In stave 3, Scrooge is visited by the Ghost of Christmas Present. When he sees the very large spirit, the narrator says that Scrooge looked at it “reverently,” which is quite a contrast from the way he initially treated the Ghost of Christmas Past. Further, Scrooge speaks to the spirit “submissively,” saying,
conduct me where you will. I went forth last night on compulsion, and I learnt a lesson which is working now. To-night, if you have aught to teach me, let me profit by it.
With the Ghost of Christmas Past, Scrooge had been dismissive rather than submissive, and he certainly did not treat the spirit with deference or respect. In fact, he implied that if the spirit really cared about Scrooge’s welfare, then the spirit would let Scrooge sleep. Scrooge acknowledges now that he only went with that spirit because he was forced to do so, but he admits that he learned something valuable from the ghost, and this makes him eager to see what lessons this new ghost has to teach him.
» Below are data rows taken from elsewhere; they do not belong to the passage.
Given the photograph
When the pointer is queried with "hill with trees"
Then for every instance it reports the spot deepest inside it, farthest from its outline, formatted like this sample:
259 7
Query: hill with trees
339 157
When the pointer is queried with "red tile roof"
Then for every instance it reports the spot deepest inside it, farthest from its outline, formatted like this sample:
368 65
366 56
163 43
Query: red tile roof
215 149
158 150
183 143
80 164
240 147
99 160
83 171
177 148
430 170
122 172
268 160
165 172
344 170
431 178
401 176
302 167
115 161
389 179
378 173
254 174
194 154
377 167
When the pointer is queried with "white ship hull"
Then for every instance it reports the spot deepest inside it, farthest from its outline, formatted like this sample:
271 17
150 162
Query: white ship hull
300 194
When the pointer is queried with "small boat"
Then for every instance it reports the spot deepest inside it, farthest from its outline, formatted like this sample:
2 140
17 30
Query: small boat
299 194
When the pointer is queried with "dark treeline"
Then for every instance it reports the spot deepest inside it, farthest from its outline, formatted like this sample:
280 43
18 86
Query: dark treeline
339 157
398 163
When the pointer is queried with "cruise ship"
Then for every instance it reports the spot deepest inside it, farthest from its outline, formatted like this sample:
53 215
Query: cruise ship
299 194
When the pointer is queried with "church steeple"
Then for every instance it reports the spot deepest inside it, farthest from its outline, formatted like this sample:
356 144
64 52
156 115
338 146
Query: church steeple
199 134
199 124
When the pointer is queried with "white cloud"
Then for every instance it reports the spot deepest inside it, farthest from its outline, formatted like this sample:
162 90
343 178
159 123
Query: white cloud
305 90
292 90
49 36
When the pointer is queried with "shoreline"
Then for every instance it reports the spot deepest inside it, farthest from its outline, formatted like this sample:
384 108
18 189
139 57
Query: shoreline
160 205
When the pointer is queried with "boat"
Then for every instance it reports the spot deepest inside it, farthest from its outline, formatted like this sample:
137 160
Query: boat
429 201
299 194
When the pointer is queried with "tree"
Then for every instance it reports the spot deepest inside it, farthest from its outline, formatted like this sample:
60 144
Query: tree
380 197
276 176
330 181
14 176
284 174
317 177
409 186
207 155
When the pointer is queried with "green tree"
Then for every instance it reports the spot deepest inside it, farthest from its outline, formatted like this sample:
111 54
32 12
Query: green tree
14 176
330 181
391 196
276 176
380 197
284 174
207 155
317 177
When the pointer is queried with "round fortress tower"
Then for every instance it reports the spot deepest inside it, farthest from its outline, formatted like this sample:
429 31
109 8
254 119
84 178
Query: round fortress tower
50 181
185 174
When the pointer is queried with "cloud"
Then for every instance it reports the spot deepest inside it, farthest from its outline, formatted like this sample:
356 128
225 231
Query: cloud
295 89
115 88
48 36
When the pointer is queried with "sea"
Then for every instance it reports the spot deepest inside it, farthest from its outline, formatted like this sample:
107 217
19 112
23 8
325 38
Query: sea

When the spirit takes him to the Cratchits’ home, Scrooge watches Tiny Tim. As the happy scene before them fades, Scrooge speaks “with an interest he had never felt before,” saying, “tell me if Tiny Tim will live.” When the ghost declares that he sees a vacant seat at the table and a crutch without an owner in the family’s future, Scrooge cries out, “Oh, no, kind Spirit! Say he will be spared.” Then, when the spirit throws Scrooge’s own harsh words and cruel sentiments regarding poor people back in his face,
Scrooge hung his head to hear his own words quoted by the Spirit, and was overcome with penitence and grief.
Scrooge clearly feels something like affection toward the sickly child—a feeling for which we have seen no prior examples—and he feels bad about the terrible things he said about people like the Cratchits just the day before. He is clearly changing for the better.